Mr Grosset brought claims in the employment tribunal for unfair dismissal and discrimination arising from disability. The latter claim, under s.15 of the Equality Act, is a claim that a person has been treated unfavourably because of something arising in consequence of their disability.  Such conduct is unlawful unless an employer can show that the treatment can be objectively justified. Mr Grosset argued that his dismissal was unfavourable treatment because the conduct which led to his dismissal arose in consequence of his disability.

The employment tribunal found that the dismissal was fair in the circumstances and therefore his claim of unfair dismissal was unsuccessful under the Employment Rights Act 1996. However, it upheld the claim of discrimination arising from disability. It was argued by the Council that the school was not aware that the misconduct was linked to disability. However, the tribunal considered that on the basis of medical evidence which was before it (but which was not available to the school at the time the decision to dismiss was taken), that there was a link between the misconduct and Mr Grosset’s disability. The tribunal accepted that, in dismissing Mr Grosset, the school was pursuing a legitimate aim by seeking to safeguard pupils and maintain disciplinary standards, but found that they had not shown that the dismissal was a proportionate means of achieving those aims, and they had not objectively justified the decision to dismiss, so could not therefore rely on this as a defence to the claim.

The Council appealed this decision but it was upheld by the Employment Appeal Tribunal (EAT). The EAT held that a claim of discrimination arising from disability does not require the employer to have knowledge that the ‘something’ which resulted in the alleged unfavourable treatment was connected to or arose in consequence of a disability. The employer must only have knowledge that the Claimant has a disability (which in this case, the Council had), before a potential liability under section 15 arose. On further appeal by the Council, this decision was again upheld by the Court of Appeal.

This judgment of the EAT and Court of Appeal highlights the need for employers to be cautious in ignoring an employee’s disability where there is the potential for that disability to be an underlying cause contributing to misconduct. It will be prudent for employers to seek medical advice if an employee who is suspected of misconduct is known to have a disability, or a medical condition which may amount to a disability. The case of Mr Grosset highlights that misconduct may be connected to disability even where the link is not immediately obvious. Indeed, the tribunal relied upon medical evidence which was not available to the Council at the time of the disciplinary proceedings in concluding that there was a link between Mr Grosset’s actions and his disability. Therefore, whether or not the employer is aware of the link is not a question which a tribunal or court need to consider when hearing a subsequent claim for discrimination arising from a disability, as long as it can be shown that the link exists.

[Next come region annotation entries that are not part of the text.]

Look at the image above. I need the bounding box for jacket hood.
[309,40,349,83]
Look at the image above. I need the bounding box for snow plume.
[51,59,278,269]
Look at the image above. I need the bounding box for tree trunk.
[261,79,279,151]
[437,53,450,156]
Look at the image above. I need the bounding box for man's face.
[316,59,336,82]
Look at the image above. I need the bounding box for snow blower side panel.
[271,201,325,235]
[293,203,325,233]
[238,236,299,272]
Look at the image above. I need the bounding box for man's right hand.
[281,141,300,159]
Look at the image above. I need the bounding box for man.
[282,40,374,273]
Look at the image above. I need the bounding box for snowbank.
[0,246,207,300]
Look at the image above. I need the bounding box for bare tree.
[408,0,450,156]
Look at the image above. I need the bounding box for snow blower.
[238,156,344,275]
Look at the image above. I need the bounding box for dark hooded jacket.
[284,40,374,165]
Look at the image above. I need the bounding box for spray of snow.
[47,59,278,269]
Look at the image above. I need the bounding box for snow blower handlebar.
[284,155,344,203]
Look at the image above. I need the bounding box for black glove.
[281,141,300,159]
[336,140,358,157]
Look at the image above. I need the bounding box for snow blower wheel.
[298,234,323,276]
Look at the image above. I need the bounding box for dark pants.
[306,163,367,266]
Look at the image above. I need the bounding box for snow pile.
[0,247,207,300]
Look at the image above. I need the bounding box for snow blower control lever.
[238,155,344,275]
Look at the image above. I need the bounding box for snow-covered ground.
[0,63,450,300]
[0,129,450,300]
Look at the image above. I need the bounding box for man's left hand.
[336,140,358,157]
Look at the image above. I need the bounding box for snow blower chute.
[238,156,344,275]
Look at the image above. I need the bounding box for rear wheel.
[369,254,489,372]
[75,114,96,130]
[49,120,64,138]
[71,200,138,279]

The case highlights that it is essential employers carefully consider all the circumstances relating to an employee’s employment, any explanation given by the employee for their actions and any available medical advice in making disciplinary or other significant decisions affecting employment.  

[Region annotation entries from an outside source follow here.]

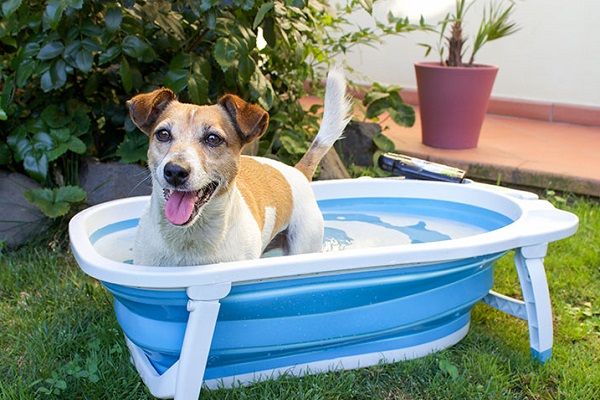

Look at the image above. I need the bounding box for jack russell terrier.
[127,69,351,266]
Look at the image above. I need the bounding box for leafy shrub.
[0,0,416,216]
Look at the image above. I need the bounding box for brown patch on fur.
[218,94,269,144]
[127,88,177,135]
[237,157,294,239]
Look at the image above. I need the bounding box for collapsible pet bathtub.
[69,179,578,399]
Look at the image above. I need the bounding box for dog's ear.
[127,88,177,135]
[218,94,269,144]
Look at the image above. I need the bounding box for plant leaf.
[252,2,275,29]
[104,7,123,32]
[213,38,237,72]
[23,186,87,217]
[2,0,21,18]
[37,40,65,60]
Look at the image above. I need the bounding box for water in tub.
[90,198,508,263]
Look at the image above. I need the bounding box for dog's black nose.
[164,162,190,187]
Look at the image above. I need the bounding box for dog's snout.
[164,162,190,187]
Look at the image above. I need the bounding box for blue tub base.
[125,313,470,398]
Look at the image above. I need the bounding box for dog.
[127,68,351,266]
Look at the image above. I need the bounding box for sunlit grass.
[0,199,600,400]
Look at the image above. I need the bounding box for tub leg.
[175,284,231,400]
[482,243,553,362]
[515,244,553,362]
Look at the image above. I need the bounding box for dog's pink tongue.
[165,190,196,225]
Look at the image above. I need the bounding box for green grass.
[0,198,600,400]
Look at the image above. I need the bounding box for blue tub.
[70,179,578,398]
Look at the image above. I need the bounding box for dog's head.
[127,89,269,226]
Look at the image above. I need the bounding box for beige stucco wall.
[347,0,600,107]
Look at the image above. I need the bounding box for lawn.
[0,196,600,400]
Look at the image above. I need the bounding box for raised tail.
[295,67,352,181]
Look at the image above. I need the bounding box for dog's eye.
[154,129,171,142]
[204,133,224,147]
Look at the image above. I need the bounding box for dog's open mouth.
[163,182,218,225]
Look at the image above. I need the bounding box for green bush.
[0,0,417,216]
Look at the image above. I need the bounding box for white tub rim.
[69,178,578,289]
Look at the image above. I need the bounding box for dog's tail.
[295,67,352,181]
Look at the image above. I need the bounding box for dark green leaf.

It should be remembered, however, that while an employer does not need to have knowledge of a link between an employee’s actions and disability for a dismissal (or other unfavourable treatment) to be discriminatory, there does have to be evidence of such a link which can be shown. Further, it is a defence to such a claim for the employer to show that it was pursuing a proportionate means of achieving a legitimate aim. While City of York Council were not successful in persuading the Court that they were doing so in this case, in other cases, particularly those of more serious misconduct, it may be possible to establish such a defence.